To contact us raise an issue on Github or via email.

See our (and our colleagues') other work here:

Description

There is a need for easy access to the text content of NHS Conditions, particularly given the useful work by CogStack in creating lists of NHS Conditions questions and answers.

The NHS Developer API is very useful, but requires some setup and training to use - overkill if all a data science project needs is the NHS Conditions text. Additionally, the outputs of the API need further processing to get just the textual components of each page.

This package aims to make this whole process easier, requiring the user to simply run:

  • run_nhs_conditions_scraper: to extract the HTML for each page
  • process_nhs_conditions_json: to extract the text for each page into txt files

An example of how these are used can be see in the scrape_nhs_conditions.ipynb notebook

Prerequisites

If applicable, list the items a user needs to be able to use your repository, such as a certain version of a programming language. It can be useful to link to documentation on how to install these items.

  • Python (> 3.0)

Getting Started

Tell the user how to get started (using a numbered list can be helpful). List one action per step with example code if possible.

  1. Clone the repository. To learn about what this means, and how to use Git, see the Git guide.
git clone <insert URL>
  1. Set up your environment using pip.
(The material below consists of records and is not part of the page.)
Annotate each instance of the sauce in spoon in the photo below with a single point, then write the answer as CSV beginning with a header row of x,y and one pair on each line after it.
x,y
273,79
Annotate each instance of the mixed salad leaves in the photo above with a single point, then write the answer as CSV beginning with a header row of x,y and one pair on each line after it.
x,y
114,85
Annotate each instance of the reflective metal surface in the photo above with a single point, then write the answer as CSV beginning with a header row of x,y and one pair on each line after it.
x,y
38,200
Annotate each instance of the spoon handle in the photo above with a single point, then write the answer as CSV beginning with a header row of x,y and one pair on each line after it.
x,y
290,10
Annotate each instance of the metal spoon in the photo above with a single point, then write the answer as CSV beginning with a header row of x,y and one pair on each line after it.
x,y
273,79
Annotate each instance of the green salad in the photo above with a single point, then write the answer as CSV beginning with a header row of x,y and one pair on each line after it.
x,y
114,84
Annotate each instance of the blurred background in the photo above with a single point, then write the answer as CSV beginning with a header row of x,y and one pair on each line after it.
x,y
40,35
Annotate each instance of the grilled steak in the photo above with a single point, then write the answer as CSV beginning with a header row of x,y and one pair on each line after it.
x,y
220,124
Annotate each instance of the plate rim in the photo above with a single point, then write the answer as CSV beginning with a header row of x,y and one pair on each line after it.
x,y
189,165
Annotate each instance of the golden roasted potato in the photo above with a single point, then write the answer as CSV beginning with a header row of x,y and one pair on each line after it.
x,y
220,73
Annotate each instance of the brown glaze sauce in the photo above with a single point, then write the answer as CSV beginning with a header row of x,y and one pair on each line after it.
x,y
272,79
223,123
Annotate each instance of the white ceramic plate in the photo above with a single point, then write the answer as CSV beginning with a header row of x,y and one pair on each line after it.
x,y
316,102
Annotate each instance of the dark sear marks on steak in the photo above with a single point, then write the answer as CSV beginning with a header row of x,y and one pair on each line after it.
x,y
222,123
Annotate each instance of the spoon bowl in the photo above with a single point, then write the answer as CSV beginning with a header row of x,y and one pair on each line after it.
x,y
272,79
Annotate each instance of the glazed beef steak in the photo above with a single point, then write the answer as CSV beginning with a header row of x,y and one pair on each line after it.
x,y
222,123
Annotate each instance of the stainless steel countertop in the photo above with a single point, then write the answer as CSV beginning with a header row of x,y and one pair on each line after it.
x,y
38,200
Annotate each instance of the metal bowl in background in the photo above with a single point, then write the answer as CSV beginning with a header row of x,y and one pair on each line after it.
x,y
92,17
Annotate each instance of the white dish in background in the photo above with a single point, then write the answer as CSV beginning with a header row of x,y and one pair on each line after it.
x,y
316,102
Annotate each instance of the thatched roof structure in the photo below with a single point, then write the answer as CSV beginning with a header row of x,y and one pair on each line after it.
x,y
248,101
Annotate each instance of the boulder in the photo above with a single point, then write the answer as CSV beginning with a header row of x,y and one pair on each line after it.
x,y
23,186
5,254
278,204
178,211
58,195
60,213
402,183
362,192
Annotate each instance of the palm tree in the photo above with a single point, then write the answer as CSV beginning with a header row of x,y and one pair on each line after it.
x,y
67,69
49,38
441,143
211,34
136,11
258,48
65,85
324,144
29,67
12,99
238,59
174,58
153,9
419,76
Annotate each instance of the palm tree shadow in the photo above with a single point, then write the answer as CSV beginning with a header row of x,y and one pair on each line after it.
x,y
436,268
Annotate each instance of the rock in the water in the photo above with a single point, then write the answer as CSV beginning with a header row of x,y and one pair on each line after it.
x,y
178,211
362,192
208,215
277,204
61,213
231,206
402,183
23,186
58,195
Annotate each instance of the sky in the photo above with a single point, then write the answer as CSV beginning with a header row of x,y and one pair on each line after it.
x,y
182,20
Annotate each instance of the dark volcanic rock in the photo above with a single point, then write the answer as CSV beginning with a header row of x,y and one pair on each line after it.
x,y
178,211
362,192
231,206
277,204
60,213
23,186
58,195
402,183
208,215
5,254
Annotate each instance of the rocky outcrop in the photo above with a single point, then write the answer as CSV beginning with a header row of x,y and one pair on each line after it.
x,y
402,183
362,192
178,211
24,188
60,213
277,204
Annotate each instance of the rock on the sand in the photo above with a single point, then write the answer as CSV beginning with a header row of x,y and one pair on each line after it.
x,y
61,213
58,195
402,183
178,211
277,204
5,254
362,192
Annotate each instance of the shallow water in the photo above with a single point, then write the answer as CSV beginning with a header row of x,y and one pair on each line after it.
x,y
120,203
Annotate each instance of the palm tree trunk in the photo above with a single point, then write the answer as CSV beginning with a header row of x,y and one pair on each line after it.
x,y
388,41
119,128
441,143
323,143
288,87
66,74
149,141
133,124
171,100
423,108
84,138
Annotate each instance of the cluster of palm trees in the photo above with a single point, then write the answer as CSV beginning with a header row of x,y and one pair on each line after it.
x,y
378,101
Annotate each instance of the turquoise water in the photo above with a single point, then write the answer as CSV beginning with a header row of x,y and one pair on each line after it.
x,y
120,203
For more information on how to use virtual environments and why they are important see the virtual environments guide.

Using pip

python -m venv .venv
.\.venv\Scripts\Activate.ps1
python -m pip install -r requirements.txt

For Visual Studio Code it is necessary that you change your default interpreter to the virtual environment you just created .venv. To do this use the shortcut Ctrl-Shift-P, search for Python: Select interpreter and select .venv from the list.

Project structure

Provide the user with an outline of your repository structure. This template is primarily designed for publications teams at NHS England. Projects with different requirements (e.g. more complex documentation and modelling) should look to DrivenData's cookiecutter project structure, as well as our Community of Practice for guidance.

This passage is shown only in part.